You were very kind to remember me after my long silence and I was very pleased on Christmas Day when I found a letter form you. Well, Gumblossom, I hope you had a happy Christmas. I enjoyed myself greatly and the holidays I thought were long when we were let home have slipped away and tomorrow is going back day. I was at parties and a card drive and my first ceidhle. I suppose you know a ceidhle (pronounced kaylee) is an Irish concert and dance combined. The one I was at was held in the Town Hall; it started at 8pm and was over at 1 am. There was a great crowd. First a dance was called, then someone sang, then another dance, and while we were resting after that an exhibition was given by a boy and girl in some fine step dancing. The dances we had were “The Seige of Ennis,” “The Walls of Limerick,” “The Bridge of Athlone,” and the “Fairy Reel.” Every man has two girls for the fairy reel.

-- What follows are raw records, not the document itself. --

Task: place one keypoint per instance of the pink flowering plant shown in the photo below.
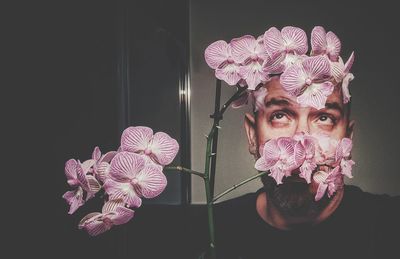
(136, 170)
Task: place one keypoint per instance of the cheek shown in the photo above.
(265, 131)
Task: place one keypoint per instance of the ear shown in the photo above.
(250, 127)
(350, 129)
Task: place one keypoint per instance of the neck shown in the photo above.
(271, 215)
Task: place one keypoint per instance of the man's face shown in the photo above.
(282, 116)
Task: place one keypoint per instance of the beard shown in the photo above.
(294, 197)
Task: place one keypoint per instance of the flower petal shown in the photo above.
(112, 205)
(318, 40)
(94, 224)
(274, 65)
(70, 171)
(136, 139)
(124, 191)
(316, 95)
(125, 166)
(295, 40)
(164, 148)
(277, 174)
(253, 74)
(122, 215)
(345, 87)
(229, 74)
(349, 63)
(243, 48)
(293, 79)
(151, 182)
(321, 191)
(96, 153)
(333, 45)
(74, 199)
(216, 53)
(317, 68)
(273, 41)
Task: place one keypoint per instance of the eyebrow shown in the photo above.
(334, 106)
(286, 102)
(278, 102)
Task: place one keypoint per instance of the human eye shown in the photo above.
(279, 118)
(326, 119)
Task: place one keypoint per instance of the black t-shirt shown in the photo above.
(363, 226)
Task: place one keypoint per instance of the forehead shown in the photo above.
(275, 91)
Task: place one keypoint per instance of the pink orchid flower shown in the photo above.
(309, 165)
(160, 147)
(250, 53)
(83, 183)
(280, 156)
(308, 81)
(101, 166)
(113, 213)
(218, 56)
(328, 182)
(341, 73)
(323, 43)
(284, 48)
(130, 179)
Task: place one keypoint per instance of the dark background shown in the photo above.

You wanted to know what kind of a game camogie was last time I wrote. Well it is like hurling, but is played by girls and we use smaller hurleys. It is a great favourite in the winter when tennis is impossible. We play matches with the schools around us.

I must say good-bye now Gumblossom. Wishing you a very happy New Year.

Your friend, Ruby Canavan.

I need not say that I was more than delighted to hear from you once again Ruby, and though I have only room to give short answers to my Pageites because of so many lovely Christmas letters from them, I must send you a longer one as you are so far away from us. I enjoyed your letter, especially since I know what the ceidhle and the camogie are, and I know all my Little People will be interested, too. I do hope you will write again, please, Ruby, My love – Gumblossom

Posted in Posts and podcasts

Dear Gumblossom – 1934

Catholic Freeman’s Journal, Sydney, 24th May, 1934 p.38

Headford, Co. Galway

Dear Gumblossom,
Thanks very much for sending on my letter to Mary Downes. I did not know her whole address. She sent me a lovely long letter full of news. Thanks, dear Gumblossom, for your kind invitation. If any of the Pageites write to me I will answer them during the holidays, as I am only allowed to write one letter home every week during the school term. I am at school in the Dominican College, Galway and I like it well. We have a fairly good time. Our games are tennis, camogie and basketball, and there are swings for the small children. We are let out to matinees at the pictures and Irish plays. We have drill and dancing too. We get a month’s holiday at Christmas, a fortnight at Easter and from the middle of June to the beginning of September in summer.
Now I must tell you about Headford. Do you like the pictures enclosed? One is of the part of the street in which our house is, and the other of Ross Abbey. Ross is about a mile from Headford and is a noted ruin. It is used as a burial ground since the seventeenth century. Before that it was a Franciscan Monastery till Cromwell sacked it. Headford is a small town. It has a population of about 500. It is about seventeen miles from Galway city and Lough Corrib is three miles away. Last summer we did a lot of bathing and boating on the Lough. I even did a little fishing, but I have no patience. I enjoy reading the letters in your Page, the Arrows write such funny ones.
Here is a storyette before I finish. When the English King was sick and had to have a transfusion of blood an Irish man offered himself. After the operation the Royal Physician asked,
“How do you feel, your Majesty?”
“Majesty be hanged,” was the reply.
“Up with the Republic.”
Wishing yourself and all the Pageites every success.